A meteor shower is one of the greatest celestial events that people are able to view right from Earth. While some can be seen with the naked eye, others have to be seen through a telescope. But regardless of how meteor showers are viewed by humans, each one is special in its own way.

Every year around late April to early May, the Eta Aqaurids meteor shower streaks across the sky. This meteor shower is caused by icy pieces of Halley’s Comet breaking off and burning up in Earth’s atmosphere. These pieces separated from the comet close to hundreds of years ago, but are just now visible from Earth. The actual comet is only visible to those on Earth every 76 years, so it won’t be until 2061 until the next viewing. The last viewing was in 1986. It is the only comet that a person may view twice in their lifetime.

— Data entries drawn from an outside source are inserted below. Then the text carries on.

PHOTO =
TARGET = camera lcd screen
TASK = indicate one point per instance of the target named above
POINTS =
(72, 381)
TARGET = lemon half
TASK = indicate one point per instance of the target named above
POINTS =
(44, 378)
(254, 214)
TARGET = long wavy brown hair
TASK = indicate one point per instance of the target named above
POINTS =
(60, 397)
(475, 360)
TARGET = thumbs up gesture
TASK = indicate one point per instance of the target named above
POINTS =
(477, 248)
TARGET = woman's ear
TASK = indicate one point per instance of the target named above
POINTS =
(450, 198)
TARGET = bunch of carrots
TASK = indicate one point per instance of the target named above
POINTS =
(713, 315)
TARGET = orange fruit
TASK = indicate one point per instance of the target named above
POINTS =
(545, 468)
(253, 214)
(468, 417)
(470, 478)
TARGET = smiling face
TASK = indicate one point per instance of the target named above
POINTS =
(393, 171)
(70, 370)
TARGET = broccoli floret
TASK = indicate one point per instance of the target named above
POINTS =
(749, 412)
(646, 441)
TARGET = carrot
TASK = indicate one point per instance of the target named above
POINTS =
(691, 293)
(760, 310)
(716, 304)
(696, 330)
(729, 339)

The Eta Aquarids got its name because the meteor shower always appears to travel from the star Eta Aquarii, which is in the Aquarius constellation in the Northern Hemisphere.

This year’s shower will peak early Wednesday morning, with a rate of close to one meteor per minute. Unfortunately, this year, the moon may obscure part of the shower, which means viewers may not get to really experience how spectacular the event is and has been in past years. There have been a few instances where there was a new moon, making the shower favorably viewable, but not this year. The best location to view the shower is away from the city’s light pollution.

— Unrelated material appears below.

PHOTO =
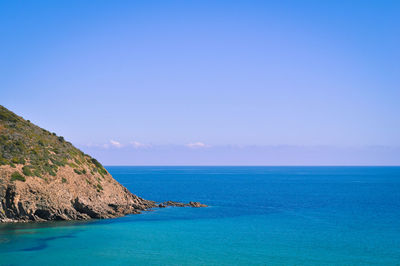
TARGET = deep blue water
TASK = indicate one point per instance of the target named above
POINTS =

If viewers miss the Eta Aqaurids meteor shower , they can always catch another one later in the year. The Orionoids is another meteor shower that is the result of debris falling from Halley’s Comet. The Orionoids meteor shower gets its name because it appears to be traveling from the Orion constellation. It can be viewed in late October and lasts about one week.

From now till October when the Orionoids appear, there are about eight other meteor showers that will be visible throughout the summer months.